The Bible is as clear on this fact: God child-trains those whom He loves. You may not like the idea that God spanks His children or the idea that there are some people whom God loves, but both those ideas are taught in the Bible. Consider Proverbs 3:12 in the Old Testament: “For whom the LORD loveth he correcteth; even as a father the son in whom he delighteth:” and in the New Testament Hebrews 12:6: “For whom the Lord loveth he chasteneth, and scourgeth every son whom he receiveth.” It is a fact: none of those whom God loves gets by without parental discipline: that of God the Father being exercised upon them. That means that those who are not chastened are not the beloved children of God.

The prophecy was that Christ should die for some Jews, but: “...not for that nation only, but that also he should gather together in one the children of God that were scattered abroad,” (John 11:52). It was God's children also known as Christ's sheep for whom Jesus died and gathered together in a vital union with Him. Jesus spoke of this in John 10:16 saying: “And other sheep I have, which are not of this fold: them also I must bring, and they shall hear my voice; and there shall be one fold, and one shepherd.” Wise and good fathers care for their families by exercising loving discipline over their children. Wise and good shepherds similarly care for their own flock. And so it is with God's care and chastening of His own.

This is true also of the Lord's congregations (called in the King James Bible “churches”). Christ's letter to the lukewarm congregation in Laodicea included this warning: “As many as I love, I rebuke and chasten: be zealous therefore, and repent,” (Revelation 3:19). Repentance – a change of your mind about sin or in this case the minds of the members of a church averts the chastening hand of God toward them.

There is both consolation and warning in all this. For, “If ye endure chastening, God dealeth with you as with sons; for what son is he whom the father chasteneth not? But if ye be without chastisement, whereof all [sons] are partakers, then are ye bastards, and not sons,” (Hebrews 12:7-8). In Bible days those who were illegitimate children were neither cared for, educated, disciplined nor made to inherit from their natural fathers. This is the idea here. God does not care for or spank the children of the devil.

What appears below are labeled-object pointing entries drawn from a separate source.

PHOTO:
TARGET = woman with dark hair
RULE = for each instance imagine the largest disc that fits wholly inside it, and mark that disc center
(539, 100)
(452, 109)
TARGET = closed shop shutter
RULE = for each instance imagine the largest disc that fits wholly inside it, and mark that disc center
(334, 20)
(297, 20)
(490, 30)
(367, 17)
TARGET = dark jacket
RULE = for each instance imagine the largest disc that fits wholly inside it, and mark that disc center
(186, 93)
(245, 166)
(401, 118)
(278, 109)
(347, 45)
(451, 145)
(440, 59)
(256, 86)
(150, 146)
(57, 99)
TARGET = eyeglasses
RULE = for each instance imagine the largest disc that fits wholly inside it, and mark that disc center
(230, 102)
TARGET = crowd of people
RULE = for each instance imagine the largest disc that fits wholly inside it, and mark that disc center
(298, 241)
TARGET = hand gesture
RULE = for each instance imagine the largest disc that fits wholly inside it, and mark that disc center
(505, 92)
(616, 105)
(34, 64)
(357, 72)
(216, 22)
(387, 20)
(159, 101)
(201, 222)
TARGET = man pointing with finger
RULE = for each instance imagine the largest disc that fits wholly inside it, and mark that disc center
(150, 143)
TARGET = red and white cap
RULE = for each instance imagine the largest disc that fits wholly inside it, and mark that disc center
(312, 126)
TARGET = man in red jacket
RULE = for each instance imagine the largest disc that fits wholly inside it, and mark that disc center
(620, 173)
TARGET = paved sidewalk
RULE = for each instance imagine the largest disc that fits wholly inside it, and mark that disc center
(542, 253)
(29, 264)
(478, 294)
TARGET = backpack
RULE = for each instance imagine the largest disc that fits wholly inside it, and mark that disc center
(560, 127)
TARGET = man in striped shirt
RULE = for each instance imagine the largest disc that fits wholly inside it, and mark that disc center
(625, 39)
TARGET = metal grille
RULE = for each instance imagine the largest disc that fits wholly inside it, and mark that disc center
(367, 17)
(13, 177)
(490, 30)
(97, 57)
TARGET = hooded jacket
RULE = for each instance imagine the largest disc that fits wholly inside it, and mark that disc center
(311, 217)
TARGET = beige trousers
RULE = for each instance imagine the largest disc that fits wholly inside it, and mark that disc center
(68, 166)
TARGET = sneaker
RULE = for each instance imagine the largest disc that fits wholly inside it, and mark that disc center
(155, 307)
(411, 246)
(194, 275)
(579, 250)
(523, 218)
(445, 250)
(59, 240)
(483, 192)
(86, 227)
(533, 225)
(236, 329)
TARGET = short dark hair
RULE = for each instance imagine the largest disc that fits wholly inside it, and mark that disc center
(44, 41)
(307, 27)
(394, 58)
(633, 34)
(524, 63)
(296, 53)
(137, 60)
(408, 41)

In the middle of trials, tests and those sufferings that befall us because of the sin of Adam we must also recognize that God may use sickness and suffering in the child training of His children. But there is something worse. The Jews in the wilderness desired flesh and while God sent them an abundance of quails: He “...gave them their request; but sent leanness into their soul,” (Psalm 106:15). What a grievous chastening it is to experience famine in the inner man!